Sans app, pas de récolte de données automatique. Du coup, ‘prenez l’habitude de prendre note des personnes avec qui vous avez des contacts rapprochés, y compris leur numéro de téléphone. De cette façon, au cas où vous tombez malade, ces personnes pourront recevoir un accompagnement adéquat’, indiquait ce dimanche le virologue Emmanuel André, tout nouveau responsable du tracing en Belgique.

La méthode peut sembler archaïque, elle est d’ailleurs critiquée. Mais la mise en place d’une application avec une gigantesque base de données fait aussi l’objet de nombreux débats. La Belgique a donc fait ce qu’elle fait le mieux: un compromis.

Le but du tracing est de casser les chaînes de contamination. En isolant les cas problématiques. L’isolement se fera à domicile, si une personne a été en contact avec un malade plus de 15 minutes à une distance inférieure à 1 mètre et demi. Une règle bien précise donc. Si l’isolement à domicile n’est pas possible, des chambres d’hôtel (Bruxelles) ou des structures d’accueil seront mises à disposition. Mais la règle générale sera de respecter les distances de sécurité et d’aller consulter son médecin généraliste en cas de symptômes.

La deadline, ce sera le 11 mai, véritable jour du déconfinement progressif. Dans ce court délai, la Wallonie devra engager 570 personnes et Bruxelles 235. Dans la capitale, les mutuelles seront en première ligne pour effectuer ces appels. On pourrait suivre le même chemin en Wallonie. Restera à mettre en place les centres d’accueil, et surtout, la coordination de toutes ces données.

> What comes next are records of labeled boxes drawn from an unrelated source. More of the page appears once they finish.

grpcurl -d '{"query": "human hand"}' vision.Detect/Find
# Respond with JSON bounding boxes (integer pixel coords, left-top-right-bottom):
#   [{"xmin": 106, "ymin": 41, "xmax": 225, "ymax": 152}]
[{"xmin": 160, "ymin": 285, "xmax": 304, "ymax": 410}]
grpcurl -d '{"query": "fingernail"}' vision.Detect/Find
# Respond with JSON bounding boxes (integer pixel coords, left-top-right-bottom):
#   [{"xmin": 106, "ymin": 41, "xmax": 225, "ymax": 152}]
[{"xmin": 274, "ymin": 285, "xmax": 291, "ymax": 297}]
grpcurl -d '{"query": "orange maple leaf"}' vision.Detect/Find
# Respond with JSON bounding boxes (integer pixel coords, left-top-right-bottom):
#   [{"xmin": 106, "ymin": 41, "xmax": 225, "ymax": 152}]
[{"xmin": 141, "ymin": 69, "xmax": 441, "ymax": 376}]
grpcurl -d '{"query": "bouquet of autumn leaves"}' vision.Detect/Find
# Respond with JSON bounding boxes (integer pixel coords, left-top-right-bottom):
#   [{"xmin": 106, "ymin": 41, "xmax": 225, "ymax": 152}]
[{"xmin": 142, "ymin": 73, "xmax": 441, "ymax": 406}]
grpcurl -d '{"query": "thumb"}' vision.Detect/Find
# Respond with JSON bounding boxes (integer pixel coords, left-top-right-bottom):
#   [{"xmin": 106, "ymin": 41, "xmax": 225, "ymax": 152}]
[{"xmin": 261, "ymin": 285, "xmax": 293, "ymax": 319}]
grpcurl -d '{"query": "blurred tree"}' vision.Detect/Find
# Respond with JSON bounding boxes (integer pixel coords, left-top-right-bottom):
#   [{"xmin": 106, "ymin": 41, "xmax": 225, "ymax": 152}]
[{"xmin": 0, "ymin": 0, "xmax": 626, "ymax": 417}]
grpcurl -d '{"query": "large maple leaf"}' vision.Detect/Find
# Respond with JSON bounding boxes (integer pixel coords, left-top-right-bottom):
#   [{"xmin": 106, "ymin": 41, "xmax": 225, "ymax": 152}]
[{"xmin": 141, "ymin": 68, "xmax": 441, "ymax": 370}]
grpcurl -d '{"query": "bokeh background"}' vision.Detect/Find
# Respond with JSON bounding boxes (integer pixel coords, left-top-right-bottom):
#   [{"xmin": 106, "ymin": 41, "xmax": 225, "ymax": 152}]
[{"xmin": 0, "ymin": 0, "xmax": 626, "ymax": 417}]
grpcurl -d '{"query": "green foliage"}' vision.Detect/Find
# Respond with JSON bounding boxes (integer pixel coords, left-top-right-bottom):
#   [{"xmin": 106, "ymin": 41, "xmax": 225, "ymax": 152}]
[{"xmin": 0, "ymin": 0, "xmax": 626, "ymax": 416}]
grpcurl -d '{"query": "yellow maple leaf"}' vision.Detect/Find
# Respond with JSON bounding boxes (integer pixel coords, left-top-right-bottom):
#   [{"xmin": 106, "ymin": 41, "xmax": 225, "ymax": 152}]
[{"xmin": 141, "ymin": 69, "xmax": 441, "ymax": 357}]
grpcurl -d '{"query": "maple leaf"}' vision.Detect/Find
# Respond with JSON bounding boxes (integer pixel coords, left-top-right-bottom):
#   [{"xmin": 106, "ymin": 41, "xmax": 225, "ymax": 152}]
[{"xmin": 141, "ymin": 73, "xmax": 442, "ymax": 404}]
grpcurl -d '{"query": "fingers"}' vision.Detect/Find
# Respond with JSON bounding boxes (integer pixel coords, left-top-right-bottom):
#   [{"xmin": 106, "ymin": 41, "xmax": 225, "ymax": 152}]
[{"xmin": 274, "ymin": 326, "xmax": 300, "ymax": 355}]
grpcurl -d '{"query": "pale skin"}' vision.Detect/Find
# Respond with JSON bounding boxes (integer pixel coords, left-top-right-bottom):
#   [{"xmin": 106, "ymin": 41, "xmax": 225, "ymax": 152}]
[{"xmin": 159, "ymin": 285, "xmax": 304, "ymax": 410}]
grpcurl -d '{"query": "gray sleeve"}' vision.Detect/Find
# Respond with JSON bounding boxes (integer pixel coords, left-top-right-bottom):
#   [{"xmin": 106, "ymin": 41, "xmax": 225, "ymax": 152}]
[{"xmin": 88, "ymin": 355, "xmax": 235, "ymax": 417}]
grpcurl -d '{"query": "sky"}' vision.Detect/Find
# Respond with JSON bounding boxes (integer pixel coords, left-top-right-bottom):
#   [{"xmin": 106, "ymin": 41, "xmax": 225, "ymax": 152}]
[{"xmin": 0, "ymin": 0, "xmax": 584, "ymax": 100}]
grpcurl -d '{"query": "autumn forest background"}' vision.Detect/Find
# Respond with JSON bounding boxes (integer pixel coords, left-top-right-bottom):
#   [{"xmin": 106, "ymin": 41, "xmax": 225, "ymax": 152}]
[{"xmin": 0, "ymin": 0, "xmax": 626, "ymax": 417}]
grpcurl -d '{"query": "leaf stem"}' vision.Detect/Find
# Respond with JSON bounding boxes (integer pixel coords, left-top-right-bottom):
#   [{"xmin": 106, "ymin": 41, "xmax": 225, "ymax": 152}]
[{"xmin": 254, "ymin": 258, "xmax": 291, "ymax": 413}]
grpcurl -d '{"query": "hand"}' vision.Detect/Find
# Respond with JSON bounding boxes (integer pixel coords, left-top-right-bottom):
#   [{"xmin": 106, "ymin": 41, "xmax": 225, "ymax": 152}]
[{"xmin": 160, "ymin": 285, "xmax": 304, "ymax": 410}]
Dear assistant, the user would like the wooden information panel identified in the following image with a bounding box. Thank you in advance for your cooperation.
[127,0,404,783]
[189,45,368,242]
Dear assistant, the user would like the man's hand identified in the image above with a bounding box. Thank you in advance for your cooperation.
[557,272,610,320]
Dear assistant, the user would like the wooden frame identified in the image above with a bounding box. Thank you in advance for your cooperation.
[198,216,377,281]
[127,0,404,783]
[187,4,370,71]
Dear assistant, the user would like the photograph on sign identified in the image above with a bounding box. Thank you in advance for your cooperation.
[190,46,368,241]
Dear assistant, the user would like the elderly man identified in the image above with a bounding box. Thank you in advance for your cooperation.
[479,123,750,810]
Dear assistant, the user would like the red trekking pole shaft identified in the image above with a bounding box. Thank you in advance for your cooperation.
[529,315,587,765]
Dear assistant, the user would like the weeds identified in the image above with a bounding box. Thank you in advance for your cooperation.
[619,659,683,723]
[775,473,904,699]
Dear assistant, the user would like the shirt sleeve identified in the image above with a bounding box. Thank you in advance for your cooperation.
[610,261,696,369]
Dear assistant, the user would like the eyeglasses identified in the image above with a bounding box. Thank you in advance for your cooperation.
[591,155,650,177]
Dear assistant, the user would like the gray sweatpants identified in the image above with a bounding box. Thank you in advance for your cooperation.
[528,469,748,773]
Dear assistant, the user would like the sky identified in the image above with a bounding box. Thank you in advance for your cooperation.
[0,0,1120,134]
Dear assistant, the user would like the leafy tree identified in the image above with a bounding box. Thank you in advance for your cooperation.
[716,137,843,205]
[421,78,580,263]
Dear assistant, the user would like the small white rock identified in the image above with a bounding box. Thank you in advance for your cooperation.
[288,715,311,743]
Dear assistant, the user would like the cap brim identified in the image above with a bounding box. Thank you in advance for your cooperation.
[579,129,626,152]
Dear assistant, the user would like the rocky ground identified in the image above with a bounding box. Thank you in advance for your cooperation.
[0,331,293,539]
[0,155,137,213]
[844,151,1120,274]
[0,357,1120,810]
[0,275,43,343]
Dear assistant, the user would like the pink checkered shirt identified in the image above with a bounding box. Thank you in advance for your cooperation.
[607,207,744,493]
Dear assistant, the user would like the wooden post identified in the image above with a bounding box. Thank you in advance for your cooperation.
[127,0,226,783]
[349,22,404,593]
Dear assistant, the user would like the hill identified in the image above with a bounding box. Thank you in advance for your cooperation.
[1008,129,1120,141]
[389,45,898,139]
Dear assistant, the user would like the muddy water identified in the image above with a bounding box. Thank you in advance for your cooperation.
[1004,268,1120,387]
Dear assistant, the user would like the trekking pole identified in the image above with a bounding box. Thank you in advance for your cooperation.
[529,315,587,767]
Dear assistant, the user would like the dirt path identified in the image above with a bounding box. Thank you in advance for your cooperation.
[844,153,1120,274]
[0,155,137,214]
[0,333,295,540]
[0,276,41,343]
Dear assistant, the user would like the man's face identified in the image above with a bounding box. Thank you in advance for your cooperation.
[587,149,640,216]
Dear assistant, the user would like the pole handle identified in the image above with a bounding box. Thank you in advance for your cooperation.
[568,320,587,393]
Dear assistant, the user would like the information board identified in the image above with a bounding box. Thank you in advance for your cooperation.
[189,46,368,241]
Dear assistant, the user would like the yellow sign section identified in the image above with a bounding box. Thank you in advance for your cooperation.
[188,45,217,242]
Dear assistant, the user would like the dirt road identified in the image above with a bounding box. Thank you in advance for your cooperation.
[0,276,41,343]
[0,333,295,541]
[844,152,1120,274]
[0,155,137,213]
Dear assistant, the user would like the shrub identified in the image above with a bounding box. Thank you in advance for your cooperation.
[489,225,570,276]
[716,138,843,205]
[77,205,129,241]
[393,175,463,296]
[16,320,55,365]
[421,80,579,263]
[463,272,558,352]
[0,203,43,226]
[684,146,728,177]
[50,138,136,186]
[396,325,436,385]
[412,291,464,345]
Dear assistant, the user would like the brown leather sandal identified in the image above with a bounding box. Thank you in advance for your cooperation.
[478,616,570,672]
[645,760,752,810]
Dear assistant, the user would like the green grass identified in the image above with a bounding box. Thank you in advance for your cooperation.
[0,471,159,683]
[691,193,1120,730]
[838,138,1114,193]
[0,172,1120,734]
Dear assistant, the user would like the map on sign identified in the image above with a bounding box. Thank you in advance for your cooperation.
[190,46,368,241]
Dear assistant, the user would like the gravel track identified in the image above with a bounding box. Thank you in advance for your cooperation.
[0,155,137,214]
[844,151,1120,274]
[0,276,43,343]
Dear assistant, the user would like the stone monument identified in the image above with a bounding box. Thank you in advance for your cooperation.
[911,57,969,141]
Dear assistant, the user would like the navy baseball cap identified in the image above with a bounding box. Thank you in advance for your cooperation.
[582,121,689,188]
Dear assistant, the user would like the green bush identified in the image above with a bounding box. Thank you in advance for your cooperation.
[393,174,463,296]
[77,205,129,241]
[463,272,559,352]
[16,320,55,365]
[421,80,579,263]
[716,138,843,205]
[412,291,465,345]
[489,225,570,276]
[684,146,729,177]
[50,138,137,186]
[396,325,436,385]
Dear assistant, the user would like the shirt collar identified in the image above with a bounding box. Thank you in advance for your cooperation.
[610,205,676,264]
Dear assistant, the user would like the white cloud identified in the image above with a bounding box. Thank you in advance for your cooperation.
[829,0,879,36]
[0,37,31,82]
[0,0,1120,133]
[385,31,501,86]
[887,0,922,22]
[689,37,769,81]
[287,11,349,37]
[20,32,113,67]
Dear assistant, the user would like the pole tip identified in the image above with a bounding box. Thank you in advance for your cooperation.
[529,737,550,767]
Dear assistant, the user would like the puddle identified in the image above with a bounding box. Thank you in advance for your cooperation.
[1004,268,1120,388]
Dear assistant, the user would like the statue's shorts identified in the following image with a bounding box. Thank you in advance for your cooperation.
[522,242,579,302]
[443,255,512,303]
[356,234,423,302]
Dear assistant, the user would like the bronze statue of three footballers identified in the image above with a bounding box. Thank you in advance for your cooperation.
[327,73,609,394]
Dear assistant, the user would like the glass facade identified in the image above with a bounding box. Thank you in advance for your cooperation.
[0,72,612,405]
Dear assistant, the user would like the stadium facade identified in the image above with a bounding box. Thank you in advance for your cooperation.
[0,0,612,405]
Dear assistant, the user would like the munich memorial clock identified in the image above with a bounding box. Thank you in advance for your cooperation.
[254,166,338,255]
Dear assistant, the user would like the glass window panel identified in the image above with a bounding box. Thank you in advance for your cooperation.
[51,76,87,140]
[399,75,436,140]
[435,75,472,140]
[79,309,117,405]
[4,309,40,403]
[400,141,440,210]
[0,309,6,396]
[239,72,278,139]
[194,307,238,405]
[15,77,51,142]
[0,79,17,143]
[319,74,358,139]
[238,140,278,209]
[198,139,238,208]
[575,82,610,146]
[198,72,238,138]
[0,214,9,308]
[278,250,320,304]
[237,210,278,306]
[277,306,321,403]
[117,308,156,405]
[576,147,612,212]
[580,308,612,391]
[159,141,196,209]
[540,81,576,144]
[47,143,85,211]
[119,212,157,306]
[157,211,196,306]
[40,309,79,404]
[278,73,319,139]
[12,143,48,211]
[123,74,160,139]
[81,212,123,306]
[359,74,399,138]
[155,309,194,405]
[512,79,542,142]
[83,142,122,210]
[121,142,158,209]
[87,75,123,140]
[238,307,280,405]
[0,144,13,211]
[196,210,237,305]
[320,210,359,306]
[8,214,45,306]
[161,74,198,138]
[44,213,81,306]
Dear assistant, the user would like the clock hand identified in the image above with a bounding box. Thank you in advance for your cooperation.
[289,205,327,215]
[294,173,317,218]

Si le tracing est une compétence régionale, les Régions devront nécessairement faire preuve de cohésion pour que l’information circule bien. Une plateforme commune fera d’ailleurs son apparition.

La situation n’est donc pas catastrophique. Mais les feux ne sont pas au vert non plus. La semaine sera décisive pour que tous les instruments soient prêts pour le 11 mai, avant d’appuyer sur les capacités par la suite.

Concernant les autres indicateurs, la situation dans les hôpitaux rassure, contrairement aux masques. Chaque Belge n’a pas encore son masque, là encore, il faudra se bouger d’ici le 11 mai. Rappelons que le port du masque est obligatoire dans les transports en commun à partir de ce lundi.

Emmanuel André précise enfin que toutes ces mesures (testing, tracing, masques) sont des mesures complémentaires et devront toujours s’accompagner des règles de sécurité de base: l’hygiène et la distance sociale.